Editor in Chief: Moh. Reza Huwaida Wednesday, April 24th, 2024

‘Taliban in Moscow and Kabul’ Different?

A photo from the Taliban’s latest meeting in Moscow circulated on social media has been changed into a bitter political satire for Afghans. The photo shows that a shapely-figured lady, apparently journalist – with coils of leaf-brown hair plunged over her shoulders and pencil-thin eyebrows inclined slightly – drooped to take a picture of a Taliban’s leader, who was sitting on a couch with long beard and black turban along with other long-bearded high-profile Taliban. The lady is rebelliously dressed in white western tights as her nude, thin legs sprouting up in attractive way.
Posting the photo widely, Afghan social media users satirized the scene in different ways. Meanwhile, some called the Taliban the “pawns” of non-Islamic countries holding their meetings in Moscow “under the flag/picture of Lenin”.
Beside that picture, a number of social media users posted some other pictures showing the Taliban militants lashing or shooting Afghan women, dressed in a head-to-toe covering called “burqa”, during their regime. They titled the first picture “The Taliban in Moscow” and the violent pictures “The Taliban in Kabul”.
In the meantime, some political analysts also lambasted the Taliban on talk shows and in their interviews with national media outlets. According to them, the Taliban and Afghan jihadi leaders, who attended the Moscow meeting, were those who fought bloody battles against the Soviet Union and called them their sworn enemies, however, then sat for eating around the same table in Ramadan, holy month of Muslims, in Moscow. They concluded that the Taliban in general and other jihadi leaders in particular sought their political interests.
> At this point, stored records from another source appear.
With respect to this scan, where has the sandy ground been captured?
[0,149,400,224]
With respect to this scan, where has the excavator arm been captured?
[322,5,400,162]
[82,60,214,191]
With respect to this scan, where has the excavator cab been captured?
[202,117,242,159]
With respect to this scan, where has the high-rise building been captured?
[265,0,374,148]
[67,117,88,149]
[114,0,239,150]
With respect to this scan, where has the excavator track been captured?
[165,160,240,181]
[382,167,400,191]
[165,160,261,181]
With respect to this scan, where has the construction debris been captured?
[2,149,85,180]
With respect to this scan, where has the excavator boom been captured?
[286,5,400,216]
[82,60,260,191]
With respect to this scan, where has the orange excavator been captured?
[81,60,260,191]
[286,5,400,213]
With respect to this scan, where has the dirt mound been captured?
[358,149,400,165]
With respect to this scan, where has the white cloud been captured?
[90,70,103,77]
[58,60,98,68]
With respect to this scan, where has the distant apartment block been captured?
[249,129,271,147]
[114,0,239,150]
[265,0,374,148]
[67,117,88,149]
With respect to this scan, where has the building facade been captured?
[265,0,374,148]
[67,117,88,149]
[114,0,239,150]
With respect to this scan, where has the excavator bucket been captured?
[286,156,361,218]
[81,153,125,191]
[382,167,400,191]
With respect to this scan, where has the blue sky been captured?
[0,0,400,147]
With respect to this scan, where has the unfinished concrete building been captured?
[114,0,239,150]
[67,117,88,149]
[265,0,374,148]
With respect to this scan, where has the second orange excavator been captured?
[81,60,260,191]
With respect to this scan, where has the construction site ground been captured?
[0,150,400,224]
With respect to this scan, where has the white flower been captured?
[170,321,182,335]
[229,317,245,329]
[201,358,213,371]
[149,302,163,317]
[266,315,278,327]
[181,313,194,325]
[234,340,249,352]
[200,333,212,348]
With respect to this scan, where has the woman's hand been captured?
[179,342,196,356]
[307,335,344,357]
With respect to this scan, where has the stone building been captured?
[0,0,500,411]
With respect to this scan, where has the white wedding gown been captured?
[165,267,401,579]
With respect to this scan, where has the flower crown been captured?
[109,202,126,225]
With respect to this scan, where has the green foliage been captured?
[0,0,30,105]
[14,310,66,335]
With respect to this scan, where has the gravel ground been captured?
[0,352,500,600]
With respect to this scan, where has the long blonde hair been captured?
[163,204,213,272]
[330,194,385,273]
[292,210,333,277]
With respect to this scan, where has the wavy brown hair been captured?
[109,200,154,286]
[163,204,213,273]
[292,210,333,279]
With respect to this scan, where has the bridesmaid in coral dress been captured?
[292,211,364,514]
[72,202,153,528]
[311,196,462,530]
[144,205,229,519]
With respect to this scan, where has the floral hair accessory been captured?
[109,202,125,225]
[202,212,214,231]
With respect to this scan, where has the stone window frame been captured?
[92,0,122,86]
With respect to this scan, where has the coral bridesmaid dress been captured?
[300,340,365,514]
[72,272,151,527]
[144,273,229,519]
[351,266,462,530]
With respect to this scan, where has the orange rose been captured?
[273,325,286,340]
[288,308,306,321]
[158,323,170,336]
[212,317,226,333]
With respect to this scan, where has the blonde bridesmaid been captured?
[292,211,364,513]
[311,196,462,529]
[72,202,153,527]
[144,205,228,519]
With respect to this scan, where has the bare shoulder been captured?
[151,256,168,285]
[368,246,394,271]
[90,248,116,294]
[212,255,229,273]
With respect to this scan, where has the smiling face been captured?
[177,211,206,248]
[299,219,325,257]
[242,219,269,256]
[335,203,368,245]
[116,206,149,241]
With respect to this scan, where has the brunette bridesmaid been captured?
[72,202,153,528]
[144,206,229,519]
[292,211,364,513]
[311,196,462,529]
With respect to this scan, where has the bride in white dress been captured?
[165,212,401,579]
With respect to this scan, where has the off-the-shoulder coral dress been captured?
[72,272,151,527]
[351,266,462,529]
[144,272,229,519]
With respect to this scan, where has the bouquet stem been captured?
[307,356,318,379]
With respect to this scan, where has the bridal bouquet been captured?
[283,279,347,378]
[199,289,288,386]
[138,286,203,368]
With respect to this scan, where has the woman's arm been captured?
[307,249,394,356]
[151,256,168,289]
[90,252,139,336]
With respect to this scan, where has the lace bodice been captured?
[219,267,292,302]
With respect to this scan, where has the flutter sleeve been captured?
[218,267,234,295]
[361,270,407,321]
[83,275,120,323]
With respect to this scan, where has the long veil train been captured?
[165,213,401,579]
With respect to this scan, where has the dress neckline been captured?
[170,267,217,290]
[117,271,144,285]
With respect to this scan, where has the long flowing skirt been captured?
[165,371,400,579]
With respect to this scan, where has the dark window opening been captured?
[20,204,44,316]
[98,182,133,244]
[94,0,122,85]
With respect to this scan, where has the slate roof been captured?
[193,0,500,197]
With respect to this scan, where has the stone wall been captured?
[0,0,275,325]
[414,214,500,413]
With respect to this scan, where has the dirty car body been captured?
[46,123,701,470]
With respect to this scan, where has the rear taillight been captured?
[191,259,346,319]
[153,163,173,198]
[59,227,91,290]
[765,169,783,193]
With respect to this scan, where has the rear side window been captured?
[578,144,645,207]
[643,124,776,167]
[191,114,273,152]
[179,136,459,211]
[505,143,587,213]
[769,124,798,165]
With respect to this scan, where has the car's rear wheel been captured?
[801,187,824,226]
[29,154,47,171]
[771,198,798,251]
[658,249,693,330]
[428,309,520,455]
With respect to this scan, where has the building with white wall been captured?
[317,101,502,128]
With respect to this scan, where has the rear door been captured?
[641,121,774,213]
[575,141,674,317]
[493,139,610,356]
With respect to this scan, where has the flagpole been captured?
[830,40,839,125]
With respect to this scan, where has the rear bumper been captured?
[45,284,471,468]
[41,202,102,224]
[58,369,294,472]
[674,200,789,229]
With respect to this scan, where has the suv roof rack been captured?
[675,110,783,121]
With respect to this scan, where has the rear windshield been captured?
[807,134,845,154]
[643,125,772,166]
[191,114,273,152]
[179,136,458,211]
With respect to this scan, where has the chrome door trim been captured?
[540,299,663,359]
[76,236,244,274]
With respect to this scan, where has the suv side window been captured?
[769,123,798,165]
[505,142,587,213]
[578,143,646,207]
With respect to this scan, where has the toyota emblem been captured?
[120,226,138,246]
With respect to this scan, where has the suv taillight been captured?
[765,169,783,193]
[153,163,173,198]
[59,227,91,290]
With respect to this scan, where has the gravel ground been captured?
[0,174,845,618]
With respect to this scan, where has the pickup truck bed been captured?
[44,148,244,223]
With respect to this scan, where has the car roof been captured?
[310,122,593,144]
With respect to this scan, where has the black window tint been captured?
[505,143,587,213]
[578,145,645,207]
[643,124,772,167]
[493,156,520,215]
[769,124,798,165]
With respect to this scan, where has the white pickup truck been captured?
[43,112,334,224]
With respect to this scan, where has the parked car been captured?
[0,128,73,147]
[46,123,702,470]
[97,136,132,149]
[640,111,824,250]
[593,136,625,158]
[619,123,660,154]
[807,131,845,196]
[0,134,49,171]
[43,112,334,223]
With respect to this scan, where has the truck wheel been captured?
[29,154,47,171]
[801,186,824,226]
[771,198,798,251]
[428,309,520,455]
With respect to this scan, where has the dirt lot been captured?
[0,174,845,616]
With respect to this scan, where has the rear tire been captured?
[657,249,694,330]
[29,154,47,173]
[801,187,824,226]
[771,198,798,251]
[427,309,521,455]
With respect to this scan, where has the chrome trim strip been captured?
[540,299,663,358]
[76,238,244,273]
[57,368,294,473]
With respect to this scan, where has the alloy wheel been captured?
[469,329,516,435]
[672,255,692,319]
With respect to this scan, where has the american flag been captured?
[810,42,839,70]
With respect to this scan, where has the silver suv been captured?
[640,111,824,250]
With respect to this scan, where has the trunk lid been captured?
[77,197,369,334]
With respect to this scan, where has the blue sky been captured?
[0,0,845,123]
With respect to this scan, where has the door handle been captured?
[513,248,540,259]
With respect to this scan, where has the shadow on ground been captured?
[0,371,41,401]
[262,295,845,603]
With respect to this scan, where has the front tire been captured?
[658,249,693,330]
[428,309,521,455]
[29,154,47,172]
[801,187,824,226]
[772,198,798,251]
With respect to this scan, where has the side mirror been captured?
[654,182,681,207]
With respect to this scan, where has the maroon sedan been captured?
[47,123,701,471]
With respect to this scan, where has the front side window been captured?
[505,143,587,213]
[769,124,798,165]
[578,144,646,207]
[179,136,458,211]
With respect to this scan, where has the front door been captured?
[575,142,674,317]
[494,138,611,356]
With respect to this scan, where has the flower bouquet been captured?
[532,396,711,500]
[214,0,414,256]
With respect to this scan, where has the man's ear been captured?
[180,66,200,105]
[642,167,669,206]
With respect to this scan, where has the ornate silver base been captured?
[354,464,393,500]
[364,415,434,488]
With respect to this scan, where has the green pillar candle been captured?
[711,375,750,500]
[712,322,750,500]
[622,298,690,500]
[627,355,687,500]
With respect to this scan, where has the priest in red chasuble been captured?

They further criticized jihadi leaders for receiving the Taliban with warm hugs despite the fact that they are widely engaged in the killings of Afghan soldiers and civilians.
Based on the public belief, the Taliban leaders are traveling around the world, eating in five-star hotels, and living luxury life abroad regardless of the pain and sufferings of war victims and those of their rank-and-file in the battlefields.
The Taliban’s indiscriminate killings is self-evident. Recently, they have been targeting the moderate Afghan clerics, which is highly outrageous to Afghan people. Shedding the blood of noncombatants, mainly in Ramadan, has no religious justification. The Taliban have been capitalizing on religion to pursue their political objectives. Now the question is that what was the outcome of the Moscow meeting?
In a joint statement, the negotiating parties described the meeting “productive and constructive” adding that both sides had had “tremendous progress”.
However, such statements have been changed into cliché for Afghan people, who fall victim to the Taliban’s attacks and suicide bombings. A meeting will not be productive unless it has a direct effect on security situation in Afghanistan. The two sides called the meeting “productive” so as to simply justify their trips for the public. That is, they are seeking to show that their trip was not symbolic or useless.
At the start of Ramadan, President Ghani called on the Taliban to hold a nationwide ceasefire, but the Taliban turned down the offer and intensified their attacks in this month. The Taliban leaders, who are enjoying their luxury life outside the country, seek to magnify religious ideology for their rank-and-file so as to boost their morale for bloodshed.
Besides targeting noncombatants, the Taliban militants are collecting taxes illegally under religious term from people living under their control and from truck drivers and farmers.
Generally speaking, Afghan people are highly frustrated with the conflict and Taliban’s brutality and acts of violence. As a result, Afghan representatives in Loya Jirga called the Taliban to stop war and violence and resolve their issues through negotiation. But the Taliban turned a deaf ear to their demand.
To pose a question from public perspective, how does Russia, who killed and wounded thousands of Afghan people, turned to a close friend overnight? Suppose Afghan government is “a puppet-regime” supported by the US, isn’t the Taliban a puppet group supported or befriended by Russia? How it came the Taliban became so close with Moscow? These are the questions that Taliban need to answer. Their acts and words are highly paradoxical and baffling.
The true face of the Taliban is a mystery neither for Afghan people nor for the world. They are a militant group widely involved in killings and terrorizing.
Overall, the Taliban had better stop violence and murder under the mask of sacred ideology and religion. They should no more pretend to show they are fighting for national interests. Meanwhile, the heads of Afghan political parties have to side with the government, which is the public demand, and stop holding individual meetings with the Taliban leaders. Finally, if Moscow is genuinely supporting Afghan peace process through hosting such meetings, it has to push the Taliban to hold direct talks with the Afghan government.